From Declan's news.com article (linked above):
Google chooses not to include pages that use such files in SafeSearch listings because its crawler can't explore the entire site and thus, the company says, can't be expected to judge the site's content.
It sounds like Google stumbled upon robots.txt, and threw out the entire site from SafeSearch (because it could not judge the "entire" site's content).
However, the report presents an even more confusing stance:
To assess the rate at which robots.txt configurations cause SafeSearch omissions, the author obtained robots.txt files from all web servers listed in the results linked above. Approximately 11% of pages listed above are hosted on web servers that use robots.txt to block at least one robot from accessing the URL listed. The author does not know what user-agent is associated with Google's SafeSearch indexing, and this analysis therefore considers a URL affected by robots.txt exclusion if the site blocks any robot from accessing that URL.
It goes on to say:
Update (4/10/03): Google staff report that pages are also excluded from SafeSearch when Google fails to retain a copy of the page in its cache, a result that may occur when Google failed to crawl the page due to low pagerank, unreachable servers, or "noindex" instructions in page meta tags. Google staff suggest that these additional problems cause omission of an additional 13% to 15% of the web pages linked above, causing a total of 24% to 26% of the pages linked above are omitted from SafeSearch not due to affirmative miscategorization by SafeSearch but due to failure of Google to retain a copy of the pages in its cache.
It sounds to me like these guys had a fundamental misunderstanding of how robots.txt actually works, which is suprising, considering the type of survey they were trying to do.
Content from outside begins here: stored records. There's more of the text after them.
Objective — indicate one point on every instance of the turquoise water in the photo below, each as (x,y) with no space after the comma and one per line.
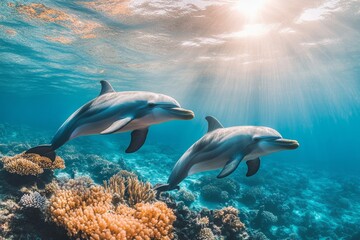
(292,66)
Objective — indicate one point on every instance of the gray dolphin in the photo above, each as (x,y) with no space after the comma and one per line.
(114,112)
(225,148)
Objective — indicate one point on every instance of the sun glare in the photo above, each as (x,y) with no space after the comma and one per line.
(250,8)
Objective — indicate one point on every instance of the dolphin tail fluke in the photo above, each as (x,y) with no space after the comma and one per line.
(44,151)
(165,187)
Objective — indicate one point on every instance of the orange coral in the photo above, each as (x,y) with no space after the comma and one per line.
(126,188)
(88,213)
(31,164)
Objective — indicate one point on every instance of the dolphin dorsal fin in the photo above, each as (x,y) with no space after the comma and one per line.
(213,123)
(105,87)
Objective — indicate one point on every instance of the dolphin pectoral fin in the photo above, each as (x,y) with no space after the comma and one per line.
(105,87)
(138,138)
(117,125)
(213,123)
(253,166)
(230,166)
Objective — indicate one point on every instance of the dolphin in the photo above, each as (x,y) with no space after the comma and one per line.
(225,148)
(114,112)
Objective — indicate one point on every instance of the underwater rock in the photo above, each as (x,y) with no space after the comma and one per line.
(30,164)
(251,195)
(88,212)
(257,235)
(224,223)
(186,196)
(206,234)
(264,219)
(126,188)
(33,200)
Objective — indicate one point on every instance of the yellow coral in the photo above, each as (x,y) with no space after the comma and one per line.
(31,164)
(126,187)
(88,213)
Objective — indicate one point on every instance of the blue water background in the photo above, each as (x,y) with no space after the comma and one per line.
(43,82)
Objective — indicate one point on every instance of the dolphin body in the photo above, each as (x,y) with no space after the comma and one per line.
(225,148)
(114,112)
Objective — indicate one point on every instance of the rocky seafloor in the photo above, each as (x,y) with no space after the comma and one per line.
(282,202)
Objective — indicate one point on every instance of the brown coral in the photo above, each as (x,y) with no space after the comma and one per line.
(229,219)
(31,164)
(88,213)
(126,188)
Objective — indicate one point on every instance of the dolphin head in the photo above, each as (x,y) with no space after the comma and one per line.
(164,108)
(268,140)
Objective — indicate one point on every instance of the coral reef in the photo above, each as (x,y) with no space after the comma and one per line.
(31,164)
(186,196)
(216,190)
(33,200)
(307,204)
(228,219)
(126,188)
(88,212)
(219,224)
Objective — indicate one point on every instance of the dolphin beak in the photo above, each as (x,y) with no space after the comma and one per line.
(287,143)
(181,113)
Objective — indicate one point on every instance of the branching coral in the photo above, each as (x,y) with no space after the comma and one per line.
(229,220)
(126,188)
(88,212)
(33,200)
(31,164)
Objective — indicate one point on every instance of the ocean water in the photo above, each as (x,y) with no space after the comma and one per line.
(289,65)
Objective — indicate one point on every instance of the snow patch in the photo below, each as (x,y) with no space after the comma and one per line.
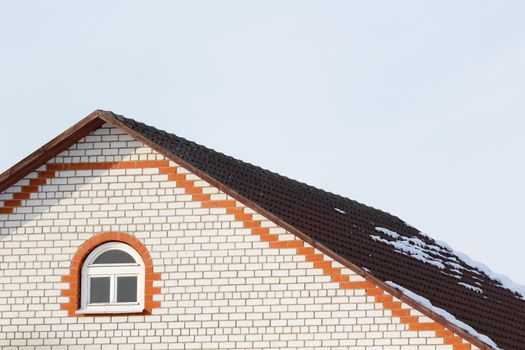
(410,246)
(446,315)
(441,255)
(471,287)
(340,210)
(505,281)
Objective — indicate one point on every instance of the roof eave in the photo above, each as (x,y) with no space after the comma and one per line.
(99,117)
(51,149)
(254,206)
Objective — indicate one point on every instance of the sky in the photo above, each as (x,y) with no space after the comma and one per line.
(413,107)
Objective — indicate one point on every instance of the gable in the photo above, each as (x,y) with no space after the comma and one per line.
(212,252)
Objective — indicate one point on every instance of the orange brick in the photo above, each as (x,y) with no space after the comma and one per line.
(314,257)
(12,203)
(277,244)
(37,182)
(169,170)
(201,197)
(242,217)
(260,230)
(384,299)
(391,305)
(374,291)
(340,278)
(409,319)
(249,224)
(177,177)
(305,251)
(152,276)
(21,196)
(236,210)
(269,238)
(400,312)
(349,285)
(453,340)
(193,190)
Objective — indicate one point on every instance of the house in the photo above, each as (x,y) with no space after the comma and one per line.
(116,235)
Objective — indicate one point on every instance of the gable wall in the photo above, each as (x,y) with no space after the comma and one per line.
(229,278)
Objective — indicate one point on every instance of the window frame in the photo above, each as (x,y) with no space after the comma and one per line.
(113,271)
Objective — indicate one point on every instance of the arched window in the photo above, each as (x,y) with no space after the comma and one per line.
(112,280)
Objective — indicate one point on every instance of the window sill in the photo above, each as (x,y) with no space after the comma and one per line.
(110,310)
Consider this:
First, if a robots.txt file instructs web bots not to visit a site, it is unclear how Google came to index that site in the first place. Google's documentation indicates that the company supports and abides by robots.txt, so if a site uses a robots.txt file to exclude systems like Google's, it is unclear why the site would nonetheless remain listed in Google. Additional research is necessary to clarify this point, and the author anticipates a subsequent article on this topic exclusively.
It just sounds to me like these guys are trying to prove something that we already know, and they really didn't do that great of research. I've found the sites that had robots.txt, and I'll examine them to see what the real deal is.